Under the Washington and United States constitutions, a person generally cannot be seized without a warrant supported by probable cause; however, there are exceptions to this rule. Investigative Terry stops, exigent circumstances and public safety are factors that ease the standard for legal police stops. Investigative Terry stops frequently arise in the DUI context. An officer may stop a driver if that officer has a reasonable and articulable suspicion that the driver is engaged in criminal activity. If the officer does not personally observe the conduct in question, then the information provided to the officer must be reliable. This reliability rule frequently comes into play when other drivers on the road call 911 in order to report a suspected DUI driver.

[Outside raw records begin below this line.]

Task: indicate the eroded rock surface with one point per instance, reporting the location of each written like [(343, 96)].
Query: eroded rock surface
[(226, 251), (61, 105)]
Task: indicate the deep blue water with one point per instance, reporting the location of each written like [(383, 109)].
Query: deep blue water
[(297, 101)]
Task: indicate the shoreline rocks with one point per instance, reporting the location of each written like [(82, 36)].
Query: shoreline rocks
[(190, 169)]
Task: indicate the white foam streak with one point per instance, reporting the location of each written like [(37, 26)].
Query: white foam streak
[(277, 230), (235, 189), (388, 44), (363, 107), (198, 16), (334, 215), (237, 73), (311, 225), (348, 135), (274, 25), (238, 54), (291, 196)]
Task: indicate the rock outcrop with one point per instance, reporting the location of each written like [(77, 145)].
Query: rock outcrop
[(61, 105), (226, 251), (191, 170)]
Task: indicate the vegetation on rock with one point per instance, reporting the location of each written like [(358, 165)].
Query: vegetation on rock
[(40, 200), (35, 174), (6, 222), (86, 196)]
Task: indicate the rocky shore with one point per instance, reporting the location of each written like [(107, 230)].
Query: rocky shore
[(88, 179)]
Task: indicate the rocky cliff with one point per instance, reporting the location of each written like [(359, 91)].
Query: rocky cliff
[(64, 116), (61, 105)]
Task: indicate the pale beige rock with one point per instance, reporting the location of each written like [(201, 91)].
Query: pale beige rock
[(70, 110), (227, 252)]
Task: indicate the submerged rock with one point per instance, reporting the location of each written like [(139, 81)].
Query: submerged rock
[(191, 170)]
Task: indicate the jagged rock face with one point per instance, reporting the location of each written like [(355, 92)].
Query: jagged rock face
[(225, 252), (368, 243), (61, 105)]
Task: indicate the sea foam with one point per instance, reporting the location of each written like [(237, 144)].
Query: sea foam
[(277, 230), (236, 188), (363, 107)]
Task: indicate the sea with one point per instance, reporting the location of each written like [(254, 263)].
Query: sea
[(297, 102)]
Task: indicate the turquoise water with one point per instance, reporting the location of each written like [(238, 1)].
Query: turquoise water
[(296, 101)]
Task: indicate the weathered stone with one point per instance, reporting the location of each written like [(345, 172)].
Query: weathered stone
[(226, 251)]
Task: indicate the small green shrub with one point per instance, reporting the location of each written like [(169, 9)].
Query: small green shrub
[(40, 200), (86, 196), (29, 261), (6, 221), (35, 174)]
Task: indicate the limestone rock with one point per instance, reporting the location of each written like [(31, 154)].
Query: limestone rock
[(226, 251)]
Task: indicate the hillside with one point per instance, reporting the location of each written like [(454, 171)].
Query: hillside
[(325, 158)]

The rule in Washington has been that a 911 caller’s information can be established as reliable if:
- The reporting party was reliable and the information provided regarding the criminal activity was supported by a sufficiently factual basis, or
- The officer observes conduct that corroborates the caller’s information.
For example, if an anonymous caller reports that there is a “drunk driver” on the road, this would not meet the reliability test. On the other hand, a caller who provides his or her name and describes the specific driving observed might meet the criteria.
This week, the Washington Supreme Court announced a decision that could obliterate the protections provided by previous Washington case law. In State v. Z.U.E., the court considered whether an investigative stop was legal when the reason for the stop was based on several 911 calls reporting a man in possession of a gun at a park. At least one of the callers had provided a description of the man and the car he had gotten into. Police had limited information on the identity of the callers.
The court held that the stop was not lawful because the officers did not know the reliability of the callers, did not know the factual basis of their assertion of criminal activity, and did not personally observe criminal activity. The court held that a “totality of the circumstances” test was most appropriate to determine the lawfulness of a stop based on a 911 caller’s concerns.
Despite this favorable ruling for the defense, the court also noted that a less strict standard may be applied in situations in which officers are responding to a significant threat to public safety. As an illustration, the court specifically cited the U.S. Supreme Court’s decision in Navarette v. California, which held that a single anonymous 911 call may justify the stop of a reported drunk driver because “drunk drivers pose a threat to everyone on the road.” This means that the constitutional protection from unreasonable searches essentially does not apply to suspected DUI drivers.
Only time will tell how this recent decision will affect future cases, but one thing is clear: The government now has more freedom to seize an individual if it can show there was concern for a serious crime or potential danger to the community.